Philippe Jeammet : reflections on parenthood

Human beings have a natural ability for raising children, otherwise humankind would cease to exist. But it is true that recent social evolution makes this role more complex, if not more difficult. The permissiveness of western society has partly removed a certain consensus about the disciplinary rules that once intervened as a third party between the desires of the parents and those of the children. This loss, while in many ways beneficial, has the disadvantage of giving rise to an incestual type of closeness between the partners and fostering a narcissistic investment between them, blurring the limits. What differentiates the child from the adolescent then is what escapes the parents’ desire, that is everything having to do with opposition, dissatisfaction, provocation and, potentially, destructiveness. « This is me », the youngster can say, because it puts the adult in a position of failure and impotence, allowing the youngster to escape from the anxiety of abandonment, because he causes worry, and from the anxiety of fusion and intrusion that shared pleasure can give rise to.

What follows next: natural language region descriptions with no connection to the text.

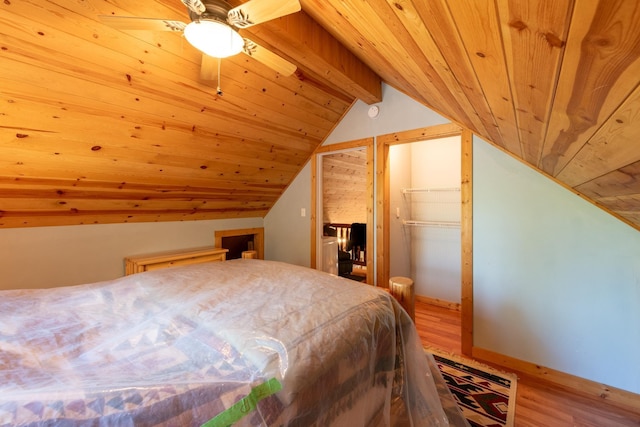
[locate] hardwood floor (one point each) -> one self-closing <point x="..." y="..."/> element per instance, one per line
<point x="538" y="403"/>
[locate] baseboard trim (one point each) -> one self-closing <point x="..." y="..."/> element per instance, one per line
<point x="438" y="302"/>
<point x="591" y="389"/>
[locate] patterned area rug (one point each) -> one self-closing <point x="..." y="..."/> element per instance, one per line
<point x="485" y="396"/>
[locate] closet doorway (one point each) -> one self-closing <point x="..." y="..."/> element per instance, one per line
<point x="342" y="210"/>
<point x="384" y="208"/>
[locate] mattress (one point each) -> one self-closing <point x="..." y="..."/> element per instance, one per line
<point x="241" y="342"/>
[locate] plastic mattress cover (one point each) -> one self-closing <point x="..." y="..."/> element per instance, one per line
<point x="241" y="342"/>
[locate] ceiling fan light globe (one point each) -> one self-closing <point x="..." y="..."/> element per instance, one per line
<point x="214" y="38"/>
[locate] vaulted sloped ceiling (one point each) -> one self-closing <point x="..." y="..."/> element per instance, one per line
<point x="101" y="125"/>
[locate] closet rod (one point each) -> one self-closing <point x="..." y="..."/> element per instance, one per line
<point x="430" y="190"/>
<point x="443" y="224"/>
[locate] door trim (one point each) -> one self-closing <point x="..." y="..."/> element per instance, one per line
<point x="383" y="142"/>
<point x="367" y="144"/>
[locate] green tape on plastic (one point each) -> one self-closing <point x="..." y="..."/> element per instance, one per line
<point x="245" y="405"/>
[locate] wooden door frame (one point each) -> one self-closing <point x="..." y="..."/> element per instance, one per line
<point x="383" y="142"/>
<point x="367" y="144"/>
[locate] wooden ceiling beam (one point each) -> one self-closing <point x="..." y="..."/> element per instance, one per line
<point x="320" y="57"/>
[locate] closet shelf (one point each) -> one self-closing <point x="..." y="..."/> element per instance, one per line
<point x="441" y="224"/>
<point x="430" y="190"/>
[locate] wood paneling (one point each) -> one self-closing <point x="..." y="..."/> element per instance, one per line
<point x="554" y="83"/>
<point x="125" y="117"/>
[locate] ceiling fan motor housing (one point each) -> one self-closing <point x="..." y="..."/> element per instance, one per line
<point x="216" y="10"/>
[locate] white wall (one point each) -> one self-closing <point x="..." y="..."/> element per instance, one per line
<point x="430" y="255"/>
<point x="286" y="231"/>
<point x="43" y="257"/>
<point x="556" y="280"/>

However, this invitation to the parents to « understand » their emotional relations with their children must not paralyze them in their action and their spontaneity, and reinforce the situation wherein the children are expected to dictate their upbringing to their parents, whose place they would then take, in a way. It appears more favorable to free their confidence in their own capacity for being parents, while dissuading them from wanting to control everything and from blaming themselves as soon as any problem arises. On the other hand, any lasting difficulty that arises which prevents the youngster from feeding on what he needs to develop, thus reinforcing a pathogenic dependence on the adult and the necessity of opposing in order to differentiate himself, to the detriment of the development of his abilities, cries out for both a firm limit set by the parents on destructive behavior and an opening towards a third party as a way out of this sterile confrontation.